Scrapy Yes, it is Python The implementation of a web site in order to crawl data 、 Application framework for extracting structural data .
Scrapy Often used in including data mining , In a series of programs that process or store historical data .
Usually we can simply pass Scrapy The framework implements a crawler , Grab the content or pictures of the specified website .
Scrapy Engine( engine ): be responsible for Spider、ItemPipeline、Downloader、Scheduler Intermediate communication , The signal 、 Data transfer, etc .
Scheduler( Scheduler ): It's responsible for receiving what the engine sends Request request , And in accordance with a certain way to arrange the arrangement , The team , When the engine needs , Give it back to the engine .

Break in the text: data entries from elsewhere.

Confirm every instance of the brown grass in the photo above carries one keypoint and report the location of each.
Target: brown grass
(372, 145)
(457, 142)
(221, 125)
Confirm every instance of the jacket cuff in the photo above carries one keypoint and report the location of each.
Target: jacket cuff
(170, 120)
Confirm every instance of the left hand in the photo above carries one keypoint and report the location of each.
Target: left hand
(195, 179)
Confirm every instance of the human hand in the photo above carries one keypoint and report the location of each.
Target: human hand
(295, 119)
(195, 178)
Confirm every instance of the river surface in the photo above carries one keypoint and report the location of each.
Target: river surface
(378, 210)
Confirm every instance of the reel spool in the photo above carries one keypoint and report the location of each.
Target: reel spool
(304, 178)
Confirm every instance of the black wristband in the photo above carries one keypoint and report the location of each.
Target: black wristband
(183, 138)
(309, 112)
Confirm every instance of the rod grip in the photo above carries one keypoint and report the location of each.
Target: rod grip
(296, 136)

Downloader( Downloader ): Responsible for downloading Scrapy Engine( engine ) All sent Requests request , And get it Responses Return to Scrapy Engine( engine ), Engine to Spider To deal with it ,
Spider( Reptiles ): It handles everything Responses, Analyze and extract data from it , obtain Item The data required for the field , And will need to follow up URL Submit to engine , Once again into the Scheduler( Scheduler ).
Item Pipeline( The Conduit ): It handles Spider Obtained in Item, And carry out post-processing ( Detailed analysis 、 Filter 、 Storage, etc ) The place of .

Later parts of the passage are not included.